When you present your dog to a veterinarian they will take a thorough history from you to determine what signs you are seeing at home. They will then observe your dog walking and possibly getting in/out of the car or going up and down stairs. A physical examination will then be performed top including an orthopedic examination to check the bones and joints followed by a neurological examination to assess nerve function.  Several tests will then be performed to locate the site of pain. This may involve manipulating both back legs, pushing on the spine or moving the tail. Additional diagnostic tests are usually required to establish the diagnosis. These include X-rays, CT scans, MRI, and rarely electromyography, a diagnostic procedure that evaluates the health of the muscles and the nerve cells that control them. Advanced imaging techniques - especially MRI - have become the tests of choice for lumbosacral disease and is now thought to be essential when planning treatment, whether this be medical or surgical.


Treating lumbosacral disease depends on the cause and severity of the symptoms.
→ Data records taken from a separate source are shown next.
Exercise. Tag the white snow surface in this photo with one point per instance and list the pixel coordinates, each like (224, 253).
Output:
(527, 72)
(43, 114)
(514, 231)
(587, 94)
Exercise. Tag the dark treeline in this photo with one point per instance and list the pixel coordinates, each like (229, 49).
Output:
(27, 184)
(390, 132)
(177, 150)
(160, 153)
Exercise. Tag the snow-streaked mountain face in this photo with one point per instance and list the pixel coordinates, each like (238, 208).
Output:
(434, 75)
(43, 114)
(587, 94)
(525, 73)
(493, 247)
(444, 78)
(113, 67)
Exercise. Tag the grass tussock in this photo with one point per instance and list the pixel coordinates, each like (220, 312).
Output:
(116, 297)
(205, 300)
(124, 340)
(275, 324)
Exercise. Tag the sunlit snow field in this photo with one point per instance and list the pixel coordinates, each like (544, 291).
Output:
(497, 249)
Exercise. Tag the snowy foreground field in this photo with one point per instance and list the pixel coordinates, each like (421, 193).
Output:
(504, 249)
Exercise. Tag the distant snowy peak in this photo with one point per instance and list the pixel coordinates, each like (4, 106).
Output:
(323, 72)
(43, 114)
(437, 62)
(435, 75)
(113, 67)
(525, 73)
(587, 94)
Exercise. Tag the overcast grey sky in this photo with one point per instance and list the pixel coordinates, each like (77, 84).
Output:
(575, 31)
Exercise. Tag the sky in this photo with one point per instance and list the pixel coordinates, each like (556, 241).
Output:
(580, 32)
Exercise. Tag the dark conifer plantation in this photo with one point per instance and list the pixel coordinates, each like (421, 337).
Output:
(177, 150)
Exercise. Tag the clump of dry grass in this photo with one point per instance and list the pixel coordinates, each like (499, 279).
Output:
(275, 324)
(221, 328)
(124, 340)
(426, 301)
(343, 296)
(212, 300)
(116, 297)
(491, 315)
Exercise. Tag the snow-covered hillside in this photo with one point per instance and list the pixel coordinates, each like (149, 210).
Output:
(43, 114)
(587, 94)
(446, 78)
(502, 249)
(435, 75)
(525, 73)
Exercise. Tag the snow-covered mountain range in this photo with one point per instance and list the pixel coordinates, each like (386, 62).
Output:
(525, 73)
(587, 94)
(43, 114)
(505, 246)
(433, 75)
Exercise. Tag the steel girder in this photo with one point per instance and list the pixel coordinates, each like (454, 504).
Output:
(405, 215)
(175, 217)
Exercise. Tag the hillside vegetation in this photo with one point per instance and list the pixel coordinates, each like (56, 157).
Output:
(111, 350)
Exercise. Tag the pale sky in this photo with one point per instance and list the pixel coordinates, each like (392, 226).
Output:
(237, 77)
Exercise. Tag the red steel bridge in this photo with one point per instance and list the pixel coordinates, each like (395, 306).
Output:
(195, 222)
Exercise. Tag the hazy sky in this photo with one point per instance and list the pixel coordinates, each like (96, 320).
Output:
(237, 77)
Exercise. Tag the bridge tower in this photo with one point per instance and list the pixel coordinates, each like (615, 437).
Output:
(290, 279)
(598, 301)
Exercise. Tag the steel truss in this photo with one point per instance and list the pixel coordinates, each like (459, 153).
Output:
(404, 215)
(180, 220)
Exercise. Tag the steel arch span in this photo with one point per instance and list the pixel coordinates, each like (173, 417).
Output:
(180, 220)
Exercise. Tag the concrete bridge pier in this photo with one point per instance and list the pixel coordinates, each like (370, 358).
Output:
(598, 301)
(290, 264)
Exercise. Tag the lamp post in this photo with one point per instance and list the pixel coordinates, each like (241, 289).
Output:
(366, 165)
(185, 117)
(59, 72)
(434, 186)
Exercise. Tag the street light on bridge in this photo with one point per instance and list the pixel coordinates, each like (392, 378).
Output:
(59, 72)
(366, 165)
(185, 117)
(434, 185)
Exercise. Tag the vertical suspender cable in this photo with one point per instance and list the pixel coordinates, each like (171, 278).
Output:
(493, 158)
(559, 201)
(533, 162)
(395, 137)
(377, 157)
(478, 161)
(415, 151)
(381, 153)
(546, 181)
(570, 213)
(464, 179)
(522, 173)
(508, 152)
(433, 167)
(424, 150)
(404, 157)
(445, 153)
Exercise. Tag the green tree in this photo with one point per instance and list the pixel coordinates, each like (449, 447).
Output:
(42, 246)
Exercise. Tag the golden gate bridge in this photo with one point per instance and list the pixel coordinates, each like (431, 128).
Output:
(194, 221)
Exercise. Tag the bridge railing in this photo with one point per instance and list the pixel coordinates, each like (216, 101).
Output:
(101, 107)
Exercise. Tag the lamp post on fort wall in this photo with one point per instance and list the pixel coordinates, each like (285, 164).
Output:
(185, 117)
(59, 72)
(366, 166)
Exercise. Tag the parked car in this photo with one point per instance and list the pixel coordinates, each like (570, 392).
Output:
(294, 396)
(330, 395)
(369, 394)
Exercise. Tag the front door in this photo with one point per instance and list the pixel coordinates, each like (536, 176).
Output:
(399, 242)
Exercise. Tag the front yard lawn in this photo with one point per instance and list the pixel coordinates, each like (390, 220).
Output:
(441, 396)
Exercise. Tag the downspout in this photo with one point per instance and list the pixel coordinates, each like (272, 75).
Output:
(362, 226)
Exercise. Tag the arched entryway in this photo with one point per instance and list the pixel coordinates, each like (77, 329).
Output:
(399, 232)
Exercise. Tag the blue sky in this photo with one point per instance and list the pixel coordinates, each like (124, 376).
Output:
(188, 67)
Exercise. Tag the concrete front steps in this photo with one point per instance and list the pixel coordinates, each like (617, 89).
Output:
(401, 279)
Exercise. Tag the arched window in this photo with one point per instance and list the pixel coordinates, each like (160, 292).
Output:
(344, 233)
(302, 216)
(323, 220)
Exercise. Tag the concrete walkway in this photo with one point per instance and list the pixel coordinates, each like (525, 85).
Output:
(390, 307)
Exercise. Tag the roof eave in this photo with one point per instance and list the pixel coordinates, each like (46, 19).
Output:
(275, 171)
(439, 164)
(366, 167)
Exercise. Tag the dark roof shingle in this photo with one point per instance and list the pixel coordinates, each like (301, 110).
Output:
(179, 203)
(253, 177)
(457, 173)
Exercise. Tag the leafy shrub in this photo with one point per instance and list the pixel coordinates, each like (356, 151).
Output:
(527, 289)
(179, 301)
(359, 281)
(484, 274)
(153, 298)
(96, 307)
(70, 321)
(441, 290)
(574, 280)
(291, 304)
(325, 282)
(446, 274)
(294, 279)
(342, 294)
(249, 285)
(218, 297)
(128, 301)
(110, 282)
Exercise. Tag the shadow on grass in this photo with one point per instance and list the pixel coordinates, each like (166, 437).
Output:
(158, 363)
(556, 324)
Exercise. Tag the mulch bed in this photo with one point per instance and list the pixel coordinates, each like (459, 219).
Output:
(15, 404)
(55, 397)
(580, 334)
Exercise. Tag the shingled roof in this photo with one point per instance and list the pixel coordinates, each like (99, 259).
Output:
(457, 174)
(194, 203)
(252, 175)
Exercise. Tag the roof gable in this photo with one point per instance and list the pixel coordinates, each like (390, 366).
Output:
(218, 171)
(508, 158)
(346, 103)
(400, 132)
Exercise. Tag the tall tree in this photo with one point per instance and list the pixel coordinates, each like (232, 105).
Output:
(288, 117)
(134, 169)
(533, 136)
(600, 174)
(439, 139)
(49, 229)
Mild cases often need only supportive treatment, including crate rest, controlled exercise on lead, and anti-inflammatory and pain-relieving medications. Sometimes injections around the spinal cord are needed, usually steroids.

If symptoms persist or worsen, or if neurologic signs develop, surgery may be required. A dorsal laminectomy creates an opening in the top of the spinal canal to relieve pressure from the nerves. Occasionally, adjacent unstable spinal vertebrae may have to be fused to prevent recurrent nerve trauma. If the foramina are narrowed, these may also need to be widened. These can be done in the same surgery.

Strict rest in the postoperative period is essential to minimize complications.

Outlook (Prognosis)

Dogs with mild signs have a good prognosis as they can be medically treated. Severely affected dogs, including those whose nerve root compression is so severe that urinary or fecal incontinence has resulted, have a poor prognosis as most dogs do not become continent again, even after surgery.  However, surgery or epidural cortisone can relieve pain and improve quality of life.